THW trainiert Zivilschutzübung OZINEX26 in Mönchengladbach; Autarke Bereitstellung trotz Infrastruktur-Ausfall

THW - Inland - Vorbereitet für den Zivilschutzfall

Ein Wohngebiet wird Ziel eines Angriffs, für Betroffene muss eine Notunterkunft eingerichtet werden. Dazu fällt die Wasserversorgung aus, das Kommunikationsnetz kollabiert und am Himmel werden Drohnen gesichtet. Eine dreitägige Zivilschutzübung hat 70 THW -Einsatzkräfte umfassend gefordert. Am Ende stand eine wichtige Erkenntnis.

Wenn Kritische Infrastrukturen zusammenbrechen, müssen Einsatzorganisationen trotzdem handlungsfähig bleiben. Genau das haben mehrere THW -Fachgruppen Notversorgung und Notinstandsetzung bei der Übung in Mönchengladbach jetzt umfassend trainiert. Die Ehrenamtlichen haben dafür unter anderem einen autarken Bereitstellungsraum auf einem alten Autobahnstück eingerichtet: Unabhängig von der öffentlichen Infrastruktur brachte das THW hier Einsatzkräfte unter, verpflegte sie, produzierte den benötigten Strom und stellte die logistische Versorgung sicher.

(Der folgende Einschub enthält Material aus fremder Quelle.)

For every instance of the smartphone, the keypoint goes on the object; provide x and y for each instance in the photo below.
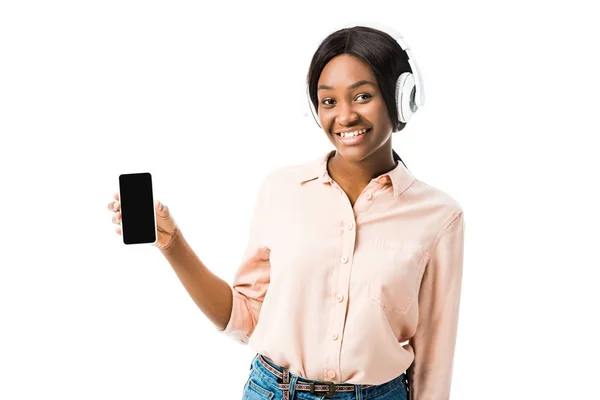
(138, 218)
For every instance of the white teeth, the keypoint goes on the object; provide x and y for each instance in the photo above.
(354, 133)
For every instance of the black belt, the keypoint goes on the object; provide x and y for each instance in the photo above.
(329, 388)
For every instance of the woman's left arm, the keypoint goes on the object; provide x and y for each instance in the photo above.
(430, 375)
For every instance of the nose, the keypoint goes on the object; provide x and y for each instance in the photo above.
(346, 114)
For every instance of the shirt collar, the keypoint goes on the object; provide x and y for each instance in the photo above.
(400, 177)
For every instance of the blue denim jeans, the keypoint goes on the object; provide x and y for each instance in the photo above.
(262, 385)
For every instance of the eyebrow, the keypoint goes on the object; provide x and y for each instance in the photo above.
(353, 86)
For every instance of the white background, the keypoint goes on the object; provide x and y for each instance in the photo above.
(209, 99)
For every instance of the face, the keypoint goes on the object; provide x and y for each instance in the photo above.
(350, 100)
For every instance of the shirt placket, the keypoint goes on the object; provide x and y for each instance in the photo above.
(341, 278)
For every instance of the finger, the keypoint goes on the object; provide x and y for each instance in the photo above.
(117, 218)
(161, 209)
(114, 205)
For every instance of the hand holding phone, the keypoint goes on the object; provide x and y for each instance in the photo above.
(142, 219)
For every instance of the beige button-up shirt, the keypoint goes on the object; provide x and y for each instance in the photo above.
(353, 294)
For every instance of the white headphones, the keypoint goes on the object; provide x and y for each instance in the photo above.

Der fiktive Angriff auf ein Wohngebiet brachte besondere Herausforderungen mit sich. Menschen wurden in dem Szenario verletzt, Häuser brannten. Das THW musste eine Notunterkunft aufbauen und betreiben, was in kurzer Zeit in einer Schule gelang. Die ehrenamtlichen Einsatzkräfte errichteten die notwendige Infrastruktur mit Stromversorgung, Beleuchtung und Aufenthaltsbereichen, registrierten die betroffenen Personen und übernahmen deren Erstversorgung und Betreuung.

Unterstützung benötigte auch die Feuerwehr. Denn die ausgefallene Wasserversorgung machte die Brandbekämpfung schwierig. Die THW -Helferinnen und -Helfer pumpten deshalb Wasser aus einem See. Sie bauten eine längere Förderstrecke auf und richteten mehrere Entnahmestellen ein, an denen die Feuerwehr ihre Einsatzfahrzeuge mit Löschwasser versorgen konnte.

Die Übungsleitung konfrontierte die Teilnehmenden mit weiteren überraschenden Lageentwicklungen: Simulierte Ausfälle der Kommunikationsinfrastruktur zwangen die Führungskräfte dazu, alternative Kommunikationswege einzurichten. Hinzu kamen Drohnensichtungen, Sabotagehandlungen und Bombendrohungen. Die Einsatzkräfte fanden gute Lösungen für die Herausforderungen und konnten so ihre Handlungssicherheit unter außergewöhnlichen Einsatzbedingungen weiter stärken.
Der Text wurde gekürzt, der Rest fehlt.